Thankfully, I don’t have to wonder what it was like living through those times because he left behind his own vivid account, handwritten in diaries he kept. They have served me as a constant reminder of how fortunate I am not to have experienced wartime, except from the relatively comfortable position of a journalist covering a few wars.
His diaries have also made me think about the covid-19 pandemic we are living through today, helping me put it in some perspective.

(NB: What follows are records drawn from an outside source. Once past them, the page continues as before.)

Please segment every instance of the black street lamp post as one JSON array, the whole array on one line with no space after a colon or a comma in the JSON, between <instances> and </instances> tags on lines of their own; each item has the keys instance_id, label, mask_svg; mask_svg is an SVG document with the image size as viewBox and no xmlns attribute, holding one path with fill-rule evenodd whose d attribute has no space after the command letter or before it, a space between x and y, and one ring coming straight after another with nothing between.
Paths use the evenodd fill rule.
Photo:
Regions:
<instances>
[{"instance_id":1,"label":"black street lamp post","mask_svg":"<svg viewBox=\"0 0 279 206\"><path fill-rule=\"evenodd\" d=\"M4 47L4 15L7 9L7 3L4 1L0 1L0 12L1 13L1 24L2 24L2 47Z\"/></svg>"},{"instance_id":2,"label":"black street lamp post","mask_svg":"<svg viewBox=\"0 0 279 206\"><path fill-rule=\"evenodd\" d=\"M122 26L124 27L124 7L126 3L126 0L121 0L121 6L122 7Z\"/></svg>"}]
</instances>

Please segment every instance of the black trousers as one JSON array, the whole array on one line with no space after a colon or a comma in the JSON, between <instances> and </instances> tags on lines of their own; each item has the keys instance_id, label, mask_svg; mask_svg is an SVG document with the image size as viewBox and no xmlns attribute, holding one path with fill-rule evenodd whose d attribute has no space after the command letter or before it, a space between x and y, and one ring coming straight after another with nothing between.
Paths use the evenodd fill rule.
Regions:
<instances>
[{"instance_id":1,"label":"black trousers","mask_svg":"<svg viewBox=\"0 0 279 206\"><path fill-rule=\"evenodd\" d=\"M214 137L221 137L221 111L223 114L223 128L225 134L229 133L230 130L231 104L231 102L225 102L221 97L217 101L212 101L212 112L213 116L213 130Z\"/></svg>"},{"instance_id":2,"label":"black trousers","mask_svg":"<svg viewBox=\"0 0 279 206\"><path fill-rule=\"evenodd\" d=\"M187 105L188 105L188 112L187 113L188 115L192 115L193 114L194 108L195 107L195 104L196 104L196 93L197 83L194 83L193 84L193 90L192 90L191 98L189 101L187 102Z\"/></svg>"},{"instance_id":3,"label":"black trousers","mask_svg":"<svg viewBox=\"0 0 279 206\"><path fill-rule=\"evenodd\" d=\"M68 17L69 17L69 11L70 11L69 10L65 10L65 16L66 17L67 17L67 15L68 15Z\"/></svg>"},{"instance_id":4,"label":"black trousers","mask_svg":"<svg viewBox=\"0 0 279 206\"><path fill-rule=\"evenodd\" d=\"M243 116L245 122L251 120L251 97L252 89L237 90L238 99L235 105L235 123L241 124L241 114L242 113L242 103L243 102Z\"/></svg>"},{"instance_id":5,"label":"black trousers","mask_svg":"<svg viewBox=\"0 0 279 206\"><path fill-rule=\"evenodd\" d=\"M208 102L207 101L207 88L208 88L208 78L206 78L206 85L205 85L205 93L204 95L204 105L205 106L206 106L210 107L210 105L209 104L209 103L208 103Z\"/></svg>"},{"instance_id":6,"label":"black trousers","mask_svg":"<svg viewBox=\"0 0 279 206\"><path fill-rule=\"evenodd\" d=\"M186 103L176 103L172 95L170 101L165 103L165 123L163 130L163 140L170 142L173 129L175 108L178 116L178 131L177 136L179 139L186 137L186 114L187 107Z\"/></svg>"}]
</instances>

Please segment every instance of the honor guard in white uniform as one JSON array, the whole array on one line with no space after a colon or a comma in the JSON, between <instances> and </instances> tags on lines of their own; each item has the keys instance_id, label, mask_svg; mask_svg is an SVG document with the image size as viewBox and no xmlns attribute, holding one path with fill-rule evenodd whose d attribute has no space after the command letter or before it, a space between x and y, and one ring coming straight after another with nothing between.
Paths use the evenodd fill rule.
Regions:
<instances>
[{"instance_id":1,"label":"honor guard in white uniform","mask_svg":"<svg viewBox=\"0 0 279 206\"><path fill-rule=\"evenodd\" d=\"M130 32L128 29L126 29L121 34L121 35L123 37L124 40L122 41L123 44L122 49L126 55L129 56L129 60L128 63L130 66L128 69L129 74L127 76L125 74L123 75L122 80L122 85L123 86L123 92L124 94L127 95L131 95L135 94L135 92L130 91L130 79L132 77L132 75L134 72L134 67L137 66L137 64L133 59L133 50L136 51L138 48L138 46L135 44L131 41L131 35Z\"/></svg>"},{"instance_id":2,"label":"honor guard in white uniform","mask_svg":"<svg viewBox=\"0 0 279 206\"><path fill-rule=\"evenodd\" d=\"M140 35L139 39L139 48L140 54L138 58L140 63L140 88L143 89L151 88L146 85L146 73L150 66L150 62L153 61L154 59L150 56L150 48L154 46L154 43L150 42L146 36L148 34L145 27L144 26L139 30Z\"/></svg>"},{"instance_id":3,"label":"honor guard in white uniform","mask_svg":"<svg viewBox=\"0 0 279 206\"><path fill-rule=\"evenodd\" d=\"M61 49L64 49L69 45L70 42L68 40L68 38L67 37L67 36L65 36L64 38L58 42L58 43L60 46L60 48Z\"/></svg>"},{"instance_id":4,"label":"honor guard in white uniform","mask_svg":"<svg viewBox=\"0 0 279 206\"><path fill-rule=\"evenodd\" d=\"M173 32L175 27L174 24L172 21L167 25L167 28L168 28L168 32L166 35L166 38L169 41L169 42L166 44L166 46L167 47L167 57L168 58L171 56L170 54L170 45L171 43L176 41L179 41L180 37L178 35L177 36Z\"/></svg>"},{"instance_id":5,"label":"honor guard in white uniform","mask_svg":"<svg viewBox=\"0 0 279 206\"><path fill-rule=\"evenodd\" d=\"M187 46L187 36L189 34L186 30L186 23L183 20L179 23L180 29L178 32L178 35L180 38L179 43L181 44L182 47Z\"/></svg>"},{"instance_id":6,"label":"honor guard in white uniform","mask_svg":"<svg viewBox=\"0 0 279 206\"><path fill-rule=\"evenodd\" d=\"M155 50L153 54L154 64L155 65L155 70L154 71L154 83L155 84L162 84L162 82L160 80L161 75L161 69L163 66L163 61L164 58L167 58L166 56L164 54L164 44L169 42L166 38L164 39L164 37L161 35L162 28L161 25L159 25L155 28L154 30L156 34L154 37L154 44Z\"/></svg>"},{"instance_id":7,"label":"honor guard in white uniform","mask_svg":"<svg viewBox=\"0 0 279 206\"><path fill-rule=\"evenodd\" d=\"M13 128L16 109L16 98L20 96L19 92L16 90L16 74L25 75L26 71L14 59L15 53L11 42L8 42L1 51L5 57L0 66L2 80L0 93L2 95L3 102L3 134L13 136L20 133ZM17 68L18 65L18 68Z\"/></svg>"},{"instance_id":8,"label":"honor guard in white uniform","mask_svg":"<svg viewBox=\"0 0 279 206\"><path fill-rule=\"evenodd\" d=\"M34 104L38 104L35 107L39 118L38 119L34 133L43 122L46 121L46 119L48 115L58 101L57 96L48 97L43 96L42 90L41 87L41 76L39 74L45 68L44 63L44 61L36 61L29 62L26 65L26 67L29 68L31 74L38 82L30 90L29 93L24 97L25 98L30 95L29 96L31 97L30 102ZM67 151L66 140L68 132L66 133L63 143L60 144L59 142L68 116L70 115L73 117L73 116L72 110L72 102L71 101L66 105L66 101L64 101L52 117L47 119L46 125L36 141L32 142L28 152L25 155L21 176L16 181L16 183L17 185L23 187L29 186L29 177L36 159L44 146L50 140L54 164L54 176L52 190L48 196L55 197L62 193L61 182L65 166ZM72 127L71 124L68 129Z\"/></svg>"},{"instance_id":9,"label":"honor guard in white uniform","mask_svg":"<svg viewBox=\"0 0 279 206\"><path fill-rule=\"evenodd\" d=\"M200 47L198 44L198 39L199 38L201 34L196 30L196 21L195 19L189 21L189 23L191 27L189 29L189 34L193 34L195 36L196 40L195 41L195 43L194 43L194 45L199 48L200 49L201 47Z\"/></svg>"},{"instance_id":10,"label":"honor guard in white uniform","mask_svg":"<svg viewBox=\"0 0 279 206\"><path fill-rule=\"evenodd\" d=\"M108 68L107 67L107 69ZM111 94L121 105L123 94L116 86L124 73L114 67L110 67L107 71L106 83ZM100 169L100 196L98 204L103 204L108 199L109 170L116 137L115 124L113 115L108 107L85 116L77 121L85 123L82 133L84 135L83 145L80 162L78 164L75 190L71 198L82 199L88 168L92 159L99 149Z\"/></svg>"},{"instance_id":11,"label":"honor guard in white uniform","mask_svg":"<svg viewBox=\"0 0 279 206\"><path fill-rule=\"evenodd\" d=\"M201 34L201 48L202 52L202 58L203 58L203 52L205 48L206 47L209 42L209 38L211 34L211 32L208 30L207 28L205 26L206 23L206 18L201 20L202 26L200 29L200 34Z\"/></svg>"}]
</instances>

To save lives, we’re being asked to wear facemasks, wash our hands frequently, stay six feet away from other people and, well, watch a lot of Netflix.
In contrast to that, I think of my father’s last Christmas before becoming a prisoner. Aged 20, he was no longer studying history in the comfort of Oxford University, rather he was learning to fly in what were in those days fairly rudimentary airplanes.
He never complained. After all, he was one of the lucky ones. He got to come home eventually at the end of the war in 1945, unlike almost of his school and university friends.
This pandemic has put more Americans out of work than any time since the Great Depression, and more Americans have died - 330,000 - than perished in combat in World War Two. The ‘corona class of 2020’ missed their proms and many parents are sick of seeing their children dealing with online learning.
Yet, I wonder what have we learned from it?
In later years my father liked to say he learned a lot in prison camp, where he and his fellow inmates taught each other everything they knew, and read voraciously, because there was nothing else to do – when they weren’t digging tunnels to try to escape.
I also think of my mother, now aged 84, who at the outbreak of World War Two was sent away from her parents in London to the countryside to avoid ‘the blitz’, Hitler’s nightly bombing raids on London that lasted several months from September 1940 to May 1941.
At this time of reflection at the end of a difficult year for those of us in 2020, this is my father’s story of how his generation dealt with their own era of adversity.
The possibility of war
In the months building up to the declaration of war my father’s diaries reveal a creeping evolution in his awareness from the distant possibility of war – and his involvement in it – to its gradually becoming a reality.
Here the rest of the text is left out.